Perbadan Kaidah Usul Fiqih
Dengan Kaidah Fiqih
Kaidah ushul pada hakikatnya adalah qaidah istidlaliyah yang menjadi wasilah para
mujtahid dalam istinbath(pengambilan) sebuah hukum syariyah amaliah. Kaidah ini
menjadi alat yang membantu para mujtahid dalam menentukan suatu hukum.
Dengan kata lain, kita bisa memahami, bahwa kaidah ushul bukanlah suatu hukum,
ia hanyalah sebuah alat atau wasilah kepada kesimpulan suatu hukum syari.

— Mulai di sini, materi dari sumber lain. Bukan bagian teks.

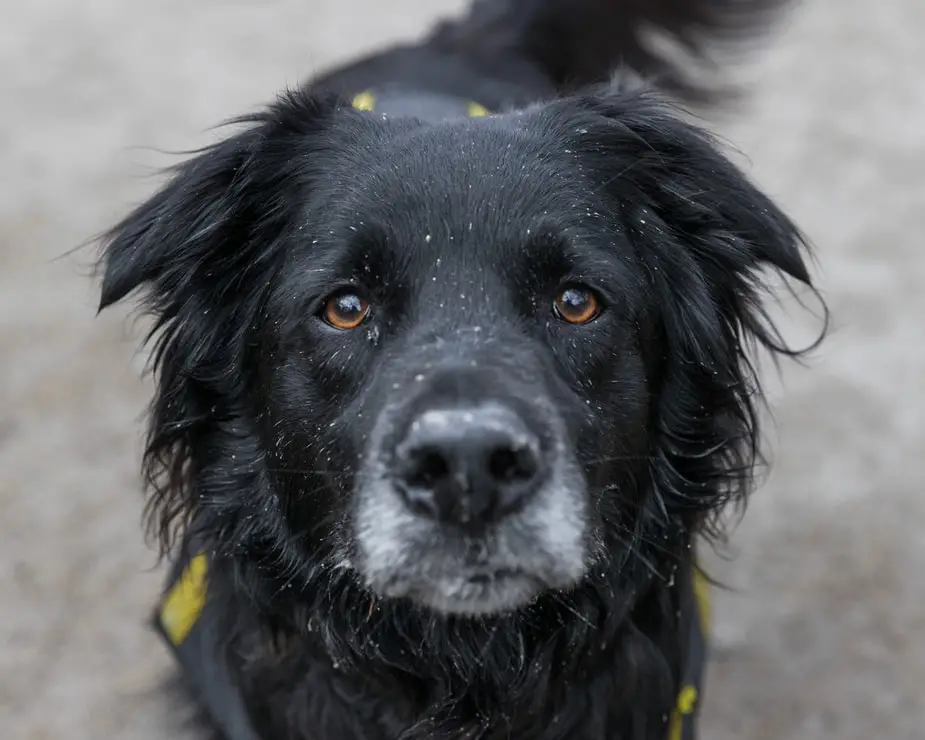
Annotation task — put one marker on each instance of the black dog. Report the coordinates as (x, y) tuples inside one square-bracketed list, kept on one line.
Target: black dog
[(445, 398)]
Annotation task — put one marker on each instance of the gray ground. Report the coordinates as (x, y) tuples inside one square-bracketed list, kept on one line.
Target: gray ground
[(823, 638)]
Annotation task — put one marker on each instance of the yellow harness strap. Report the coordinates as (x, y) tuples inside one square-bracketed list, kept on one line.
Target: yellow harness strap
[(366, 100)]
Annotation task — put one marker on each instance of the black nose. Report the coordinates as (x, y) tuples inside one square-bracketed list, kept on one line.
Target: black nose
[(469, 466)]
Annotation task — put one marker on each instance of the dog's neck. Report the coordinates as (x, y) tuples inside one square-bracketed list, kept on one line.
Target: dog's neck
[(603, 661)]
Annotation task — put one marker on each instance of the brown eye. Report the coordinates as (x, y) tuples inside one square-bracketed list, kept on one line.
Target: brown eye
[(577, 305), (345, 311)]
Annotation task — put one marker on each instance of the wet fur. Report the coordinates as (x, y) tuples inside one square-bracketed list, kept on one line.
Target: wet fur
[(224, 256)]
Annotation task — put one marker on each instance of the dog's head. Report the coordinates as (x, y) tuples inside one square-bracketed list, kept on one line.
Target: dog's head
[(464, 363)]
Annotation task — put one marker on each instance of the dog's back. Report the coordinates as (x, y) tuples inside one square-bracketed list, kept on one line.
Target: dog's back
[(508, 53)]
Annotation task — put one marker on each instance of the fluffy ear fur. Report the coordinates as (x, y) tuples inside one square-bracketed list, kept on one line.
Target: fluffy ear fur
[(213, 229), (708, 238)]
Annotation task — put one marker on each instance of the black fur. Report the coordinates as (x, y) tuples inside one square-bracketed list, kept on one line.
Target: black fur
[(263, 416)]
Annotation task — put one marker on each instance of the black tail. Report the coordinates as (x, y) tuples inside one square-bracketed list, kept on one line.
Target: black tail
[(574, 43)]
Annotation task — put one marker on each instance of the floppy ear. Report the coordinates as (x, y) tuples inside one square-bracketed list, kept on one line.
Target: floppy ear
[(202, 250), (198, 222), (706, 238), (166, 241)]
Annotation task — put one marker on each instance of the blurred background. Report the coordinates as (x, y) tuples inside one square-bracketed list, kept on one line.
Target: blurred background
[(822, 633)]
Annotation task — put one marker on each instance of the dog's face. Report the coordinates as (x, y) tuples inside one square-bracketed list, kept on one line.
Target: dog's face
[(456, 340), (465, 362)]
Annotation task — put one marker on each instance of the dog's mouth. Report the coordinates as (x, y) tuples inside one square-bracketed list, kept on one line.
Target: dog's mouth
[(475, 592)]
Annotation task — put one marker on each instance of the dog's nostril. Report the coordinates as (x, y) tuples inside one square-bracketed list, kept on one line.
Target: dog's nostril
[(512, 464), (470, 466), (430, 468)]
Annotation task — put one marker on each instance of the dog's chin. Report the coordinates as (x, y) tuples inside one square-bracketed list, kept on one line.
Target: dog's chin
[(472, 594)]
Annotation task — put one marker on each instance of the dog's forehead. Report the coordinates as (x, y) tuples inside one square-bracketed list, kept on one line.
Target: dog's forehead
[(468, 181)]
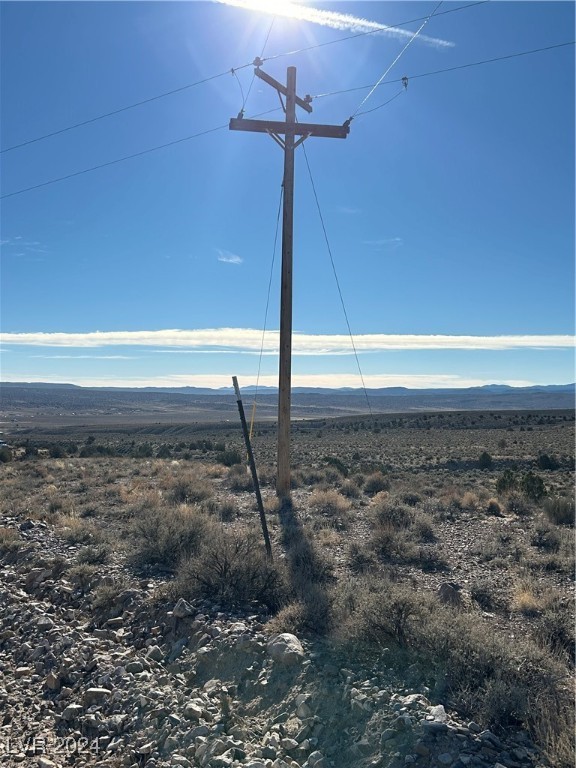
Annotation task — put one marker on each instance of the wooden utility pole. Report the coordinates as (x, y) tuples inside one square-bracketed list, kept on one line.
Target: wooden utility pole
[(289, 129)]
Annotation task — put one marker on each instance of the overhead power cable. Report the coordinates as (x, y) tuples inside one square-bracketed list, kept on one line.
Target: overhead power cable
[(118, 111), (125, 157), (336, 278), (414, 36), (379, 29), (266, 310), (446, 69), (318, 96), (385, 104), (260, 58), (221, 74)]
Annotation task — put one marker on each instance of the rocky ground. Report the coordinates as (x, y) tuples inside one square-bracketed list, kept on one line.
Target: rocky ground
[(137, 680)]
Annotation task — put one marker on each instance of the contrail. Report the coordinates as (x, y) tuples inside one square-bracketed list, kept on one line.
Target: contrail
[(333, 19)]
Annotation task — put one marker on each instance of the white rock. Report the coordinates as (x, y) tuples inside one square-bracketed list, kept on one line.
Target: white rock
[(285, 648), (182, 609)]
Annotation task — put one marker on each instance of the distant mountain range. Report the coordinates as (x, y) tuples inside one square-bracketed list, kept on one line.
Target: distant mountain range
[(487, 390)]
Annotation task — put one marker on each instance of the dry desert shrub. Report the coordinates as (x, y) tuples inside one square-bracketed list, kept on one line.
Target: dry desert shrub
[(227, 510), (350, 489), (498, 682), (232, 570), (493, 508), (76, 530), (559, 510), (375, 483), (332, 506), (189, 489), (239, 478), (163, 536)]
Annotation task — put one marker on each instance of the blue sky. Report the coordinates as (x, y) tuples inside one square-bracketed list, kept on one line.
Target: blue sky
[(450, 211)]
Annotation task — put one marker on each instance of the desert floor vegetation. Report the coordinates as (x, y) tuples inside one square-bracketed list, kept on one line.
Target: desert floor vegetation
[(445, 537)]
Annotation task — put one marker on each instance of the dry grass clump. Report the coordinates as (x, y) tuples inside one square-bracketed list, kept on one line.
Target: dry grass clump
[(10, 542), (332, 506), (559, 510), (495, 681), (189, 489), (375, 483), (526, 601), (76, 530), (350, 489), (227, 510), (398, 530), (493, 507), (239, 478), (361, 558), (163, 536)]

Sedangkan, kaidah fiqih adalah suatu susunan lafadz yang mengandung makna
hukum syariyyah aghlabiyyah yang mencakup di bawahnya banyak furu. Sehingga
kita bisa memahami bahwa kaidah fiqih adalah hukum syari. Dan kaidah ini
digunakan sebagai istihdhar (menghadirkan) hukum bukan istinbath (mengambil)
hukum (layaknya kaidah ushul). Misalnya, kaidah ushul al-aslu fil amri lil wujub
bahwa asal dalam perintah menunjukan wajib. Kaidah ini tidaklah mengandung suatu
hukum syari. Tetapi dari kaidah ini kita bisa mengambil hukum, bahwa setiap dalil
(baik Quran maupun Hadits) yang bermakna perintah menunjukan wajib. Berbeda
dengan kaidah fiqih al-dharar yuzal bahwa kemudharatan mesti dihilangkan. Dalam
kaidah ini mengandung hukum syari, bahwa kemudharatan wajib dihilangkan.
Kaidah ushul dalam teksnya tidak mengandung asrarus
syari (rahasia-rahasia syari) tidak pula mengandung
hikmah syari. Sedangkan kaidah fiqih dari teksnya
terkandung kedua hal tersebut.
Kaidah ushul kaidah yang menyeluruh (kaidah kulliyah)
dan mencakup seluruh furu di bawahnya.
Sehinggaistitsnaiyyah (pengecualian) hanya ada sedikit
sekali atau bahkan tidak ada sama sekali. Berbeda
dengan kaidah fiqih yang banyak terdapat istitsnaiyyah,
karena itu kaidahnya kaidah aghlabiyyah (kaidah umum).
Perbedaan antara kaidah ushul dan kaidah fiqih pun bisa
dilihat dari maudhunya (objek). Jika Kaidah
ushulmaudhunya dalil-dalil samiyyah. Sedangkan kaidah
fiqih maudhunya perbuatan mukallaf, baik itu pekerjaan
atau perkataan. Seperti sholat, zakat dan lain-lain
Kaidah-kaidah ushul jauh lebih sedikit dari kaidah-kaidah
fiqh.
Kaidah-kaidah ushul lebih kuat dari kaidah-kaidah fiqh.
Seluruh ulama sepakat bahwa kaidah-kaidah ushul
adalah hujjah dan mayoritas dibangun diatas dalil
yang qotI. Adapun kaidah-kaidah fiqh ulama berbeda
pendapat. Sebagian mengatakan bahwa kaidah-kaidah
fiqh bukan hujjah secara mutlaq, sebagian mengatakan
hujjah bagi mujtahid alim dan bukank hujjah bagi
selainnya, sebagian yang lain mengatakan bahwa
kaidah-kaidah tersebut hujjah secara mutlak.